De trap werd ongeveer 300 jaar voor Christus uitgevonden. Puur toeval. Iets met een weddenschap, veel drank en een hele bijzondere mooie maar agressieve vrouw. Het was net nadat het wiel was uitgevonden. Het was ook wel wat om die wielemans wat te klooien naar het schijnt.
Kastelen hadden de eerste trappen. Met heel veel bochten erin. En de bochten draaiden altijd naar links. Van bovenaf gezien. Dat had een reden. Diegene die de trap bouwde was ook de eigenaar van het kasteel.
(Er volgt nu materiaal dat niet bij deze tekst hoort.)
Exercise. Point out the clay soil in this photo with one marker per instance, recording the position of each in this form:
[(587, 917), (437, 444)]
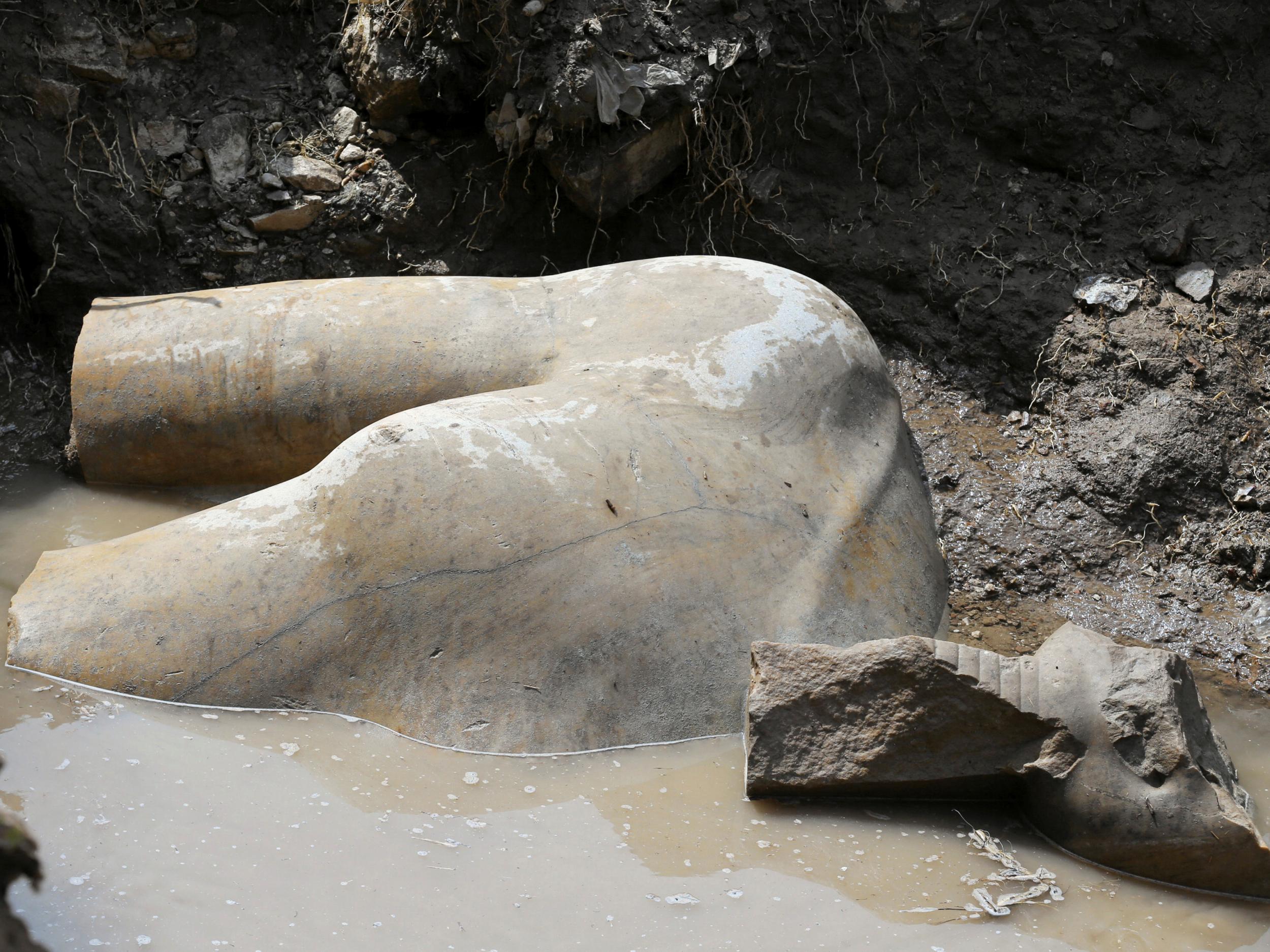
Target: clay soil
[(953, 169)]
Om zich beter te verdedigen tegen mogelijke aanvallers, indringers, van het kasteel bouwden ze de trap zo dat de trap én kasteeleigenaar, de bewoner, in het voordeel was bij een aanval op de trap. De aanvaller. De indringer kwam altijd van onder naar boven. Allee, de eerste keer toch. De verdediger, de bewoner, stond dus altijd aan de bovenkant. Omdat er in die tijd ook al meer rechtshandige mensen dan linkshandige mensen leefden bouwden ze de bochten in de trap zo dat diegene die bovenstond meer ruimte had om met zijn, of haar, zwaard te gebruiken. Met je links hand kon je dan de leuning of muur als steun gebruiken en met de rechtse kon je dan een flink met het zwaard beuken. De bocht naar links was aan de rechtse kant veel ruimer. De indringer had veel minder ruimte. Linkshandige ridders werden voor veel dukaten verkocht en gekocht op de internationale riddertransferlijst.